The phone is also stocked full of other LeEco apps, like LeVidi, which is LeEco’s second-rate YouTube competitor, and Yahoo Weather. If you’ve been keeping up with all the Yahoo-related news you’ll understand why we don’t want the Yahoo name anywhere near our phone.
All of this could be remedied if the phone was capable of running the Google Pixel launcher. Unfortunately, the Le S3 is stuck on Android 6.0, so you won’t even get access to Google’s latest launcher to replace eUI. Instead you’ll be stuck with the aging Google Now launcher. Even that, however, is infinitely better than eUI. LeEco needs to seriously simplify eUI, get rid of a number of the apps, and stop trying to shove its services down our throats.
Warranty, customer service, and software updates
LeEco offers a limited one-year warranty, which covers defects in the hardware. You can get it repaired, replaced, or refunded with the warranty. LeEco has a service partner that will repair your device. If you’re out of warranty or your issue isn’t covered, you’ll have to pay a fee for the repair. You can read the full details of what’s covered here.
LeEco also offers a thing called EcoPass, which gives you access to more content, an extended 2-year warranty on phones, unlimited cloud storage for photos, and more.

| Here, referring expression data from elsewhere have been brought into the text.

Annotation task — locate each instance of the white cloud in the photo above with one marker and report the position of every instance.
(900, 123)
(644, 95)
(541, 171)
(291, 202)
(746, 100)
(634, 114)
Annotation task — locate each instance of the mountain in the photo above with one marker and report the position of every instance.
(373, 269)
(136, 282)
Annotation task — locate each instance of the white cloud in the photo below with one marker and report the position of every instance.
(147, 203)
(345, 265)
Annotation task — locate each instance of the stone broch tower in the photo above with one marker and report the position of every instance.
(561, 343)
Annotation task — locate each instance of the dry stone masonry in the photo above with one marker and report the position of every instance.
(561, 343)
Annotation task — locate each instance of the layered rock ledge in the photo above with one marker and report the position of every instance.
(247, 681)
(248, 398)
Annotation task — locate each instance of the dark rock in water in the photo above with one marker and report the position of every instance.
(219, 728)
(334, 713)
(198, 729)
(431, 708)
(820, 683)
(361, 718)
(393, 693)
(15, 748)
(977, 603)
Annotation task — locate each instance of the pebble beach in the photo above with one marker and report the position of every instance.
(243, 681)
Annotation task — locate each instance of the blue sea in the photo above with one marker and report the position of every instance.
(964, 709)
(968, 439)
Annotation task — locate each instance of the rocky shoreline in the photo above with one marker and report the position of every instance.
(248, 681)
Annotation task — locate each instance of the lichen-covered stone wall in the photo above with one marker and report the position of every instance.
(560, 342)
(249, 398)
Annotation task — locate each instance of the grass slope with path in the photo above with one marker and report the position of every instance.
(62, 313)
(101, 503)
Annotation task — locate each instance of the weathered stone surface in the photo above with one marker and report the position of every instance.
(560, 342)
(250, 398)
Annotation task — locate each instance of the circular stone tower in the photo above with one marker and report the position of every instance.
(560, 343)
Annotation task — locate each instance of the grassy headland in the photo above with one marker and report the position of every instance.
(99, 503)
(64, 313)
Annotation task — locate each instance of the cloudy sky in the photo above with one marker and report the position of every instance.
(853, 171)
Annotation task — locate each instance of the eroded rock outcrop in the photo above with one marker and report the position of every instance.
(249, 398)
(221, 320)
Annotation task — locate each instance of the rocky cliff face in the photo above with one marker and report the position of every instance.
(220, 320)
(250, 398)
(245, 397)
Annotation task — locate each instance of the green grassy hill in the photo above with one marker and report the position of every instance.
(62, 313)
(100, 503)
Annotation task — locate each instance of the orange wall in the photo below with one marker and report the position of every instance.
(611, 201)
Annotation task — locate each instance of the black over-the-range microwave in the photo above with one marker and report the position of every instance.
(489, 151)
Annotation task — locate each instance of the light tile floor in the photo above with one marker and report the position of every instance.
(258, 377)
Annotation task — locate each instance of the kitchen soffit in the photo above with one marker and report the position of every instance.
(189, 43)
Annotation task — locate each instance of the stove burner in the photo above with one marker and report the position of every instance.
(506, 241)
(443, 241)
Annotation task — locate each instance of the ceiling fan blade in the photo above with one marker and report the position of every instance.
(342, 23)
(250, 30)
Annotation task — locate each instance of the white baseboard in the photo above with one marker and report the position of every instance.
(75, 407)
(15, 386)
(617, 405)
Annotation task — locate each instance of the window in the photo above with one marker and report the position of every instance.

You get a free, three-month trial when you buy a LeEco phone. The exact price of the service after the free period has yet to be announced.
If you run into problems, you can call, email, or chat with a customer service representative. YOu’ll also have to buy the Le S3 full price online, because it’s not at carriers. You can also get it online at Target now.
As far as software updates go, LeEco has been good about issuing the security patches, but the full software version updates are taking a while. The phone still runs Android Marshmallow with the December security patch.
Like the Le Pro 3, the LeEco Le S3 is an excellent phone that’s let down by a few key issues – software being the biggest one. You can, however, switch over to the Google Now launcher or your other launcher of choice, which helps alleviate some of the software issues.
Is there a better alternative?
With a sub-$250 price tag, you really can’t do much better than the Le S3. However, if you can’t stand eUI, we’d recommend the Moto G4 Plus with its near-to-stock Android experience. You’re also likely to get more timely software updates on the Moto G4 Plus. Another good alternative is the Honor 6X, which boasts dual-camera tech, a sleek metal build, and a much more reliable fingerprint sensor.
How long will it last?
As with any smartphone, you’ll probably want to get a case. On top of that, the phone isn’t officially waterproof at all, so keep that in mind on the day-to-day.
With regular use, the Le S3 should last at least two years, as long as it doesn’t suffer from too many drops or any plunges into water. The only worry is software updates, which may not arrive in a timely manner.
Should you buy it?
Probably not. If you’re looking for the best phone under $250, the Le S3 is a good deal. Its only real downside is software — eUI isn’t pleasant to use and LeEco is unlikely to push timely software version updates to the device. We recommend you consider the Moto G4 Plus instead for up-to-date software that’s not bogged down with pointless services. Another alternative for those who want a metal phone and don’t mind a little bit of software meddling is the Honor 6X.